In this case, an equitable solution would be to find a way to make preschool accessible to these working-class families, even though they are not what would typically be considered a “disadvantaged,” demographic.
Every resource-related choice will be similarly complicated. The goal of administrators is to assess the needs of all of their students and make choices that do the greatest common good.
Internet for All?
One of the biggest disparities in the United States falls across a line many people call “the digital divide.” Essentially, the difference between people who have access to digital technology, and those who do not. Modern education hinges on access to the internet.
During school closures, internet access is often the way that kids access their assignments and attend virtual lectures. Even during normal situations, access to digital technology will often determine if a student can complete their homework assignments.
Many schools provide tablets or even laptops to their students for precisely this reason. Still, some kids slip through the cracks due to a lack of access to WIFI at home.
Most schools probably cannot bridge the digital divide on the home front. However, they may be able to better support their students by providing opportunities to complete digital assignments at school.
Racial Disparity in the Classroom
Racial equity within the school system can be a thorny issue, largely for the fact that it takes educators into uncomfortable territory, requiring them to ask difficult questions. Why are African Americans consistently getting more detentions than the rest of the student body?
Why do the honor programs tend to primarily consist of people from the same racial background? When disparities do occur, they are often a product of unconscious bias or even just policies that are so deeply baked into the school culture that no one has re-examined them for years.
The responsibilities of educators are to:
- Identify bias wherever it might occur: Unfortunately, there is no perfect way to accomplish this. However, you can get a good start by looking at student outcomes. Are the positive results overwhelmingly favoring one group over another? If so, there may be a systemic issue at work within your school.
- Correct the problem: The responsibility of a school is never to create equality of outcome. It is to guarantee equality of opportunity. Once a school system has identified an issue, it is its obligation to find a solution.
Communication can be an asset when it comes to bridging any form of educational disparity. Reach out to students and parents to find out how they think your school is doing in creating a fair and balanced environment. While you can’t necessarily work all of their input into how you proceed, it can be an excellent starting point.
The Poverty Problem
An overwhelming number of people who struggle academically are also living below the poverty line.

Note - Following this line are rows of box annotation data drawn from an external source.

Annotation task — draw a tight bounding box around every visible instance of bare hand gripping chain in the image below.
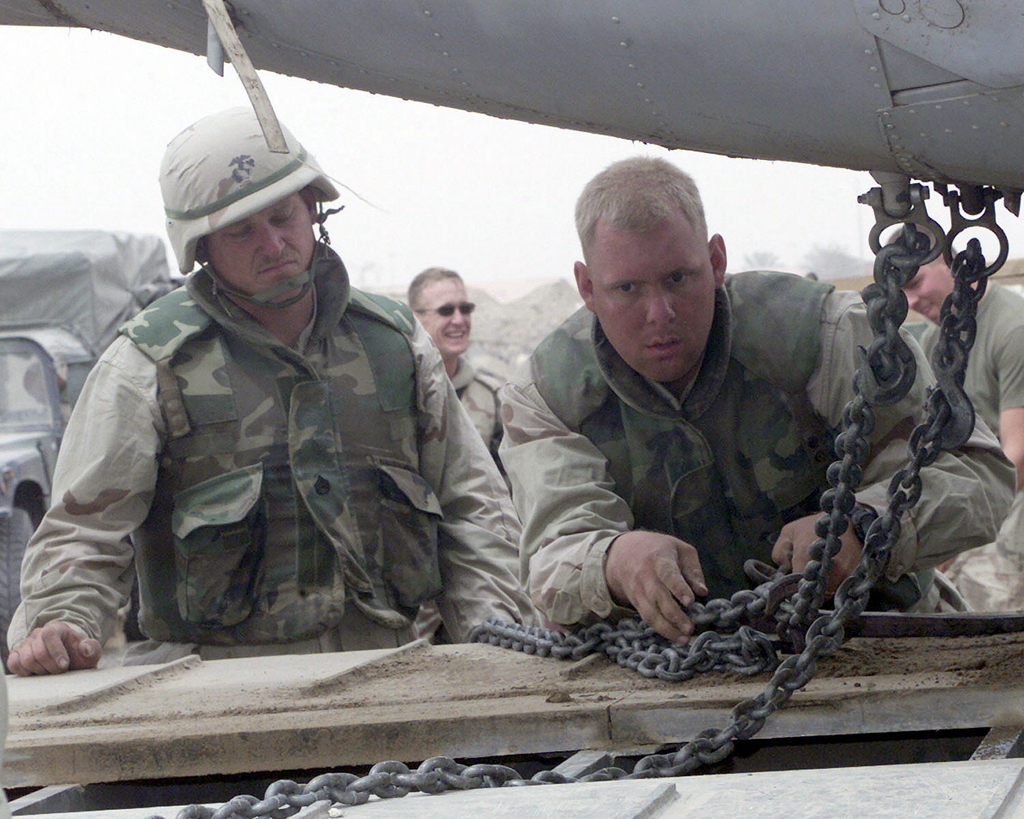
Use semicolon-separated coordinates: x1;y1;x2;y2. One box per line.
151;195;1001;819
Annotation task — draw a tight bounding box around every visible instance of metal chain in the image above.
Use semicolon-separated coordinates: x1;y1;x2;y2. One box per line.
150;193;997;819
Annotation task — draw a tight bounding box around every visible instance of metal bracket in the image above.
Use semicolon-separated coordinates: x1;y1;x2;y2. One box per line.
203;0;288;154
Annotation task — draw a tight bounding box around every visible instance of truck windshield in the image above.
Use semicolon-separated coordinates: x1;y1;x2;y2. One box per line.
0;339;57;432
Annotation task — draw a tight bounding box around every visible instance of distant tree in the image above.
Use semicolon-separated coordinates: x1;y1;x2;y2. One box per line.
743;250;782;270
804;245;870;279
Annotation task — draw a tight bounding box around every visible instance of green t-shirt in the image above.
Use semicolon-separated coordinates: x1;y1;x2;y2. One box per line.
920;282;1024;435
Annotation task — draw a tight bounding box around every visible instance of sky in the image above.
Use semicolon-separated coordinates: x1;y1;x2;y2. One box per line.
0;27;1024;294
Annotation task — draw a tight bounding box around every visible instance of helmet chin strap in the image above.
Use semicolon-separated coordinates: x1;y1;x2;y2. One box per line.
203;242;324;309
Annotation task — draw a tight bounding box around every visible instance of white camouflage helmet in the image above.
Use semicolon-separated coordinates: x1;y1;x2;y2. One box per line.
160;107;338;273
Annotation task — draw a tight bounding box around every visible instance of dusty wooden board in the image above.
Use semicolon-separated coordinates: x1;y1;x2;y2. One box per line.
12;760;1024;819
3;635;1024;786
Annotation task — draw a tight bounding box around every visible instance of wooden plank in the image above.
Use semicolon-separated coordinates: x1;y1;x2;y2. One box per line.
29;760;1024;819
3;635;1024;786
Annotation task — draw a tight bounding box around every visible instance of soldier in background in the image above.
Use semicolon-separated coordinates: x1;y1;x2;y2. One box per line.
8;109;532;675
501;158;1013;643
409;267;504;469
903;236;1024;611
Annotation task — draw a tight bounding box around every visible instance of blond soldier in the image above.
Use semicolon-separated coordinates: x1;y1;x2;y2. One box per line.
8;109;532;675
502;158;1013;642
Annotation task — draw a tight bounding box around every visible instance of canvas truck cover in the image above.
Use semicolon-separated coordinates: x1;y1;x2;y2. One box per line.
0;230;180;355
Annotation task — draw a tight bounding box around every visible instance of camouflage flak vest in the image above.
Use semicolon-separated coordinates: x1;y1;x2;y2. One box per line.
122;288;441;645
534;273;833;597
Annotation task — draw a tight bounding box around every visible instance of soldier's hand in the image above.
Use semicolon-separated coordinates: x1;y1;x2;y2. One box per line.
771;515;864;597
604;531;708;644
7;620;102;677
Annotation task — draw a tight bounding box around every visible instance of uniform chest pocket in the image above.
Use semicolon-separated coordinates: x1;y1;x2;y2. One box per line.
171;464;266;629
377;461;442;608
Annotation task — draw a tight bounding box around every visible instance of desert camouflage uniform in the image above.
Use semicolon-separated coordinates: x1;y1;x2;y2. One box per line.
452;356;505;461
501;273;1013;624
921;282;1024;611
9;251;531;659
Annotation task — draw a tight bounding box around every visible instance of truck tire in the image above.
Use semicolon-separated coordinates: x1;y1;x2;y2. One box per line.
0;507;33;669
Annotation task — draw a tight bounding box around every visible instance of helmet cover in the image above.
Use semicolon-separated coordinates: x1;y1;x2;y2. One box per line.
160;107;338;273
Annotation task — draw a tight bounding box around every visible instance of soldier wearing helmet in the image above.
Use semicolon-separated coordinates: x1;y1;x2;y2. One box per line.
8;109;534;675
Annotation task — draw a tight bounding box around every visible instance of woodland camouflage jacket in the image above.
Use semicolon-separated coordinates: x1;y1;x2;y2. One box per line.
10;251;531;647
501;273;1013;624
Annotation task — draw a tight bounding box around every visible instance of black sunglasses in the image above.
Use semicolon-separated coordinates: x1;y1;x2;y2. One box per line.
416;301;476;318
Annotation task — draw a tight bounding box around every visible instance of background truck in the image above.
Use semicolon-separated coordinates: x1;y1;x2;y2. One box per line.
0;230;179;662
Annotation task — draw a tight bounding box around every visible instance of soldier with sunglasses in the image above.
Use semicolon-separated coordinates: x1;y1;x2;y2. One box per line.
409;267;504;469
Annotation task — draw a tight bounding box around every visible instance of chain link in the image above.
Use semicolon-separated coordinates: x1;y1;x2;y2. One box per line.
150;192;997;819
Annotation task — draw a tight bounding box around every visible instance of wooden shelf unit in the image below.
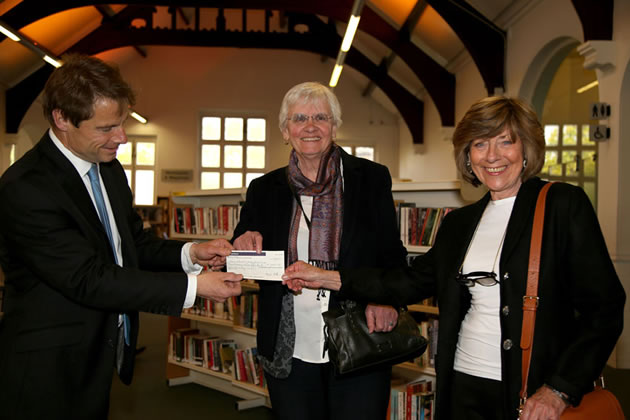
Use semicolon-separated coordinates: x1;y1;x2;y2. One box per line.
167;188;271;409
392;180;468;394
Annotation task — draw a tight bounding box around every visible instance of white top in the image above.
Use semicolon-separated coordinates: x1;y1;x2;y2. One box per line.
48;129;203;308
293;195;330;363
454;197;516;381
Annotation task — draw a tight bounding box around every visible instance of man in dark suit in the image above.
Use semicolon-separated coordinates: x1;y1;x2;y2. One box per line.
0;56;241;419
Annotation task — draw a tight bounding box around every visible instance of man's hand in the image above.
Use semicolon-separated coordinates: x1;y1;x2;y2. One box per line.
197;271;243;302
365;303;398;334
521;385;567;420
282;261;341;292
234;230;262;254
190;239;232;271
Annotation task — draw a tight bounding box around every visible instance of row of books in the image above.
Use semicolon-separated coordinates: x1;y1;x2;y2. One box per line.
173;204;241;235
182;296;235;320
169;328;265;387
387;379;435;420
397;202;453;246
414;318;440;368
182;292;258;328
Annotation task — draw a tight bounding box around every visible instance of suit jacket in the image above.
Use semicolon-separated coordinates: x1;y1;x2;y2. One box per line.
340;178;625;419
234;150;407;359
0;134;187;419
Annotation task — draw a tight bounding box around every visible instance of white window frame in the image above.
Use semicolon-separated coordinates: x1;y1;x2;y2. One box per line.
337;140;378;162
197;110;270;191
541;123;599;208
121;134;158;206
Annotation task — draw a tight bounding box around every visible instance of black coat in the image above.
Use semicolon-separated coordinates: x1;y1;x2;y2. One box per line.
340;178;625;419
0;134;188;419
234;150;407;359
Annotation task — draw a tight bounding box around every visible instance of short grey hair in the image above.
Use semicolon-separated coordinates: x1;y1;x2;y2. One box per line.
278;82;342;130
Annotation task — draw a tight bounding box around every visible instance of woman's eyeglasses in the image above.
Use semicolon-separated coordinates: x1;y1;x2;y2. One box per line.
289;112;332;125
455;271;499;287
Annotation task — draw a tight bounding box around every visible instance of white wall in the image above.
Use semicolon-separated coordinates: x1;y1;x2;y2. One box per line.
13;47;399;195
103;47;398;195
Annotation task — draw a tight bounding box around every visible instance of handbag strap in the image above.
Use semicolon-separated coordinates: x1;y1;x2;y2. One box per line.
520;182;552;405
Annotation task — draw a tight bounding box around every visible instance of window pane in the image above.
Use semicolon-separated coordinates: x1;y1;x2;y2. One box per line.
562;124;577;146
136;142;155;165
562;150;577;176
354;146;374;161
582;150;596;177
545;124;560;146
549;164;562;176
583;182;595;207
582;124;595;146
247;118;267;141
125;169;131;189
223;146;243;168
134;169;155;205
225;118;243;141
201;117;221;140
116;141;133;165
201;144;221;168
201;172;221;190
9;144;15;166
245;172;264;187
223;172;243;188
540;150;558;174
247;146;265;169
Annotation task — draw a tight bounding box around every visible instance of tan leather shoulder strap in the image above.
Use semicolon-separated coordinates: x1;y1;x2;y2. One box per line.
520;182;552;401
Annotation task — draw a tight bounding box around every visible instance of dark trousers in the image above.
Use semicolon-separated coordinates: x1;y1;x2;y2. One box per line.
265;358;392;420
451;371;506;420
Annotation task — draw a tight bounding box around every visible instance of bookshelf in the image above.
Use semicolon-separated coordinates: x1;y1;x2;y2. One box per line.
169;188;247;241
166;188;271;410
167;282;271;410
390;180;468;418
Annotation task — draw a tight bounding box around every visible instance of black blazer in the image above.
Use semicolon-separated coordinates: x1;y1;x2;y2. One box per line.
340;178;625;419
0;134;187;418
233;150;407;359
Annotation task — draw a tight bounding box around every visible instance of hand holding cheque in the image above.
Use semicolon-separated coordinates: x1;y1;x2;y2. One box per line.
190;239;243;302
226;231;341;286
226;230;284;281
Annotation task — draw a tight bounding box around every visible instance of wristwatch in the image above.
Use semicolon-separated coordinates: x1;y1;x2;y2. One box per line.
545;384;572;407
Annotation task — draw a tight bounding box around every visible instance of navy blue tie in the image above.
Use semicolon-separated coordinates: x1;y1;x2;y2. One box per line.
88;163;129;345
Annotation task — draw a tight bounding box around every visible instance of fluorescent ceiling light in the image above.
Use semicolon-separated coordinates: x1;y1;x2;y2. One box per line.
0;25;20;42
341;15;361;52
328;64;343;87
577;80;599;93
43;55;62;68
129;111;147;124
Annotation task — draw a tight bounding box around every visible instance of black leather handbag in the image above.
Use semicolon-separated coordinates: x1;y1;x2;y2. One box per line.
322;301;427;374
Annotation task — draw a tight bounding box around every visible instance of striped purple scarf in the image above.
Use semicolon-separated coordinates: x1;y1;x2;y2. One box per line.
287;143;343;270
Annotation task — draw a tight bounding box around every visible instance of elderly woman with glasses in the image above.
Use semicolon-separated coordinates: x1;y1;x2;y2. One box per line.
233;82;406;420
285;97;625;420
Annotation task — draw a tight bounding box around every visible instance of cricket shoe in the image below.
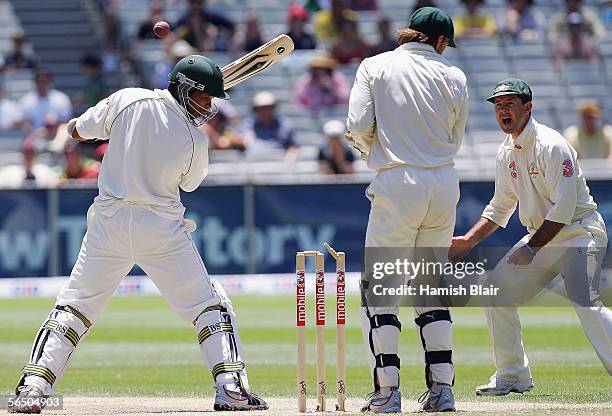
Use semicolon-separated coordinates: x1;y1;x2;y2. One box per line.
213;385;268;411
7;386;46;414
361;387;402;413
419;381;456;413
476;374;533;396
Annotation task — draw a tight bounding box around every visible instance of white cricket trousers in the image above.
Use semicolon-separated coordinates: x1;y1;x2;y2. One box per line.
57;203;220;322
485;212;612;381
18;201;249;394
361;166;459;389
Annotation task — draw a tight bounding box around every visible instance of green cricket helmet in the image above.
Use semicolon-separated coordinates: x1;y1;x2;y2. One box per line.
168;55;229;127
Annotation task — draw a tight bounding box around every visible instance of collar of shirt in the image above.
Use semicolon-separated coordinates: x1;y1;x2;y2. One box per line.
155;89;189;121
397;42;437;54
510;117;536;150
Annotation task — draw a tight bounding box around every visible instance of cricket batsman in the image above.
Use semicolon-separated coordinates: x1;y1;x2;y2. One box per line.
347;7;468;413
449;78;612;396
9;55;268;413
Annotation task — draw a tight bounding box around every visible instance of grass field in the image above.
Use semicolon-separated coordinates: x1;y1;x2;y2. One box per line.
0;296;612;414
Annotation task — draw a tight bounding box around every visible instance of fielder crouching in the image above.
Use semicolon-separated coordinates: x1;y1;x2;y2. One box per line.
449;78;612;396
9;55;268;413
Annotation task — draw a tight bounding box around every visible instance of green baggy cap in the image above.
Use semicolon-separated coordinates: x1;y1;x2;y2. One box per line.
408;7;457;48
487;78;533;103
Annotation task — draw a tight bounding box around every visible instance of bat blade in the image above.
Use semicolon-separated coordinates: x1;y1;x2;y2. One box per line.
221;35;294;90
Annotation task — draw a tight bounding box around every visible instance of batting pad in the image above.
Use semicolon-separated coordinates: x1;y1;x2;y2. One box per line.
361;307;401;389
194;282;249;393
414;308;455;387
17;305;91;394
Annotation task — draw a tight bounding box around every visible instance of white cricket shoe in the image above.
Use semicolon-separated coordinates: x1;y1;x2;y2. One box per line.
419;381;455;413
7;386;46;414
476;374;533;396
361;388;402;413
213;384;268;411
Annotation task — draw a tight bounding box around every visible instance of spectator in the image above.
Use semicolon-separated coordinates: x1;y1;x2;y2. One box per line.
4;31;37;69
453;0;496;38
548;0;606;42
287;4;317;49
199;99;245;150
497;0;544;42
241;13;264;52
101;0;122;51
349;0;378;11
313;0;358;43
319;120;355;175
369;16;399;56
0;85;23;130
294;53;349;112
554;12;600;67
563;101;612;159
0;140;58;188
331;14;369;65
75;53;108;113
26;114;69;166
138;0;164;40
246;91;295;151
60;140;100;182
174;0;235;51
20;69;72;131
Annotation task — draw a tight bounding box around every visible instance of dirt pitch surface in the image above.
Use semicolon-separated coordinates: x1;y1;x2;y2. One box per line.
43;397;612;416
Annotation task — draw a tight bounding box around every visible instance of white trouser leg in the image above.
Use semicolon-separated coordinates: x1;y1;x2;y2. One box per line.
484;235;557;381
362;167;459;386
19;207;133;394
484;306;531;381
558;237;612;375
134;208;249;392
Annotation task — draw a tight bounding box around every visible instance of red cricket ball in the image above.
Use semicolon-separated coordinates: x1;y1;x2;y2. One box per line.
153;20;170;39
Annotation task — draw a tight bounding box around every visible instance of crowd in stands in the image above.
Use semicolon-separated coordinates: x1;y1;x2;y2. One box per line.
0;31;110;188
0;0;612;187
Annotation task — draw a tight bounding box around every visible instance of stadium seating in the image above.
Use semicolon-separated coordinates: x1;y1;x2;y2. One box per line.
0;0;612;177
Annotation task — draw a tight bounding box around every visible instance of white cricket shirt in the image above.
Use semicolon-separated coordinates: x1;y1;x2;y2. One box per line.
347;43;468;171
71;88;208;218
482;118;597;233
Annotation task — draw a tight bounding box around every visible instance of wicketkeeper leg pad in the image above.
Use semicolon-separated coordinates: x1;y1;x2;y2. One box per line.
361;307;402;390
17;305;92;394
194;282;250;393
414;308;455;388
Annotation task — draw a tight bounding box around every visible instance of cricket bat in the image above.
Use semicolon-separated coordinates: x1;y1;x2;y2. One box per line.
221;35;294;90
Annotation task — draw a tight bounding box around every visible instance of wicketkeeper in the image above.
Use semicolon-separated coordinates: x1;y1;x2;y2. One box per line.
347;7;468;413
449;78;612;396
10;55;268;413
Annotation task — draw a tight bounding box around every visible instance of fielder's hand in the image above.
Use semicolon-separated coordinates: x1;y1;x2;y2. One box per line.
506;246;535;266
448;235;473;261
344;131;370;160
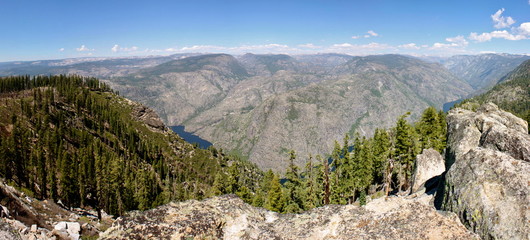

There are several reasons why this is the case:
- Low-income families struggle more with attendance: Low-income districts have a very difficult time with truancy. There are many reasons that contribute to this, but the most basic are logistical. Many low-income jobs feature schedules that make it difficult to get to school on time. And while buses are an option at many public schools, they often fail to serve as a comprehensive solution to the truancy problem— particularly when children themselves are responsible for getting ready in the morning.
- Homework assistance: The same parents that struggle with attendance are also often unavailable to provide homework assistance. Children with parental involvement in their homework tend to get better grades and perform more consistently on testing. This is particularly true of work in early grades, for which the child is largely helpless to get the work done without help.
- Familial responsibility: Finally, it is not uncommon for children living in low-income houses to take on extra responsibilities around the house. When parents work long hours or shifts that don’t align well with the ordinary structures of home life, basic responsibilities can fall on the child. It’s difficult to get homework done when you are helping to get dinner ready for your younger siblings.
None of this is to criticize families living below the poverty line. The object of an effective system should never be to cast blame, but simply help simply to help struggling children achieve the resources they need to find success.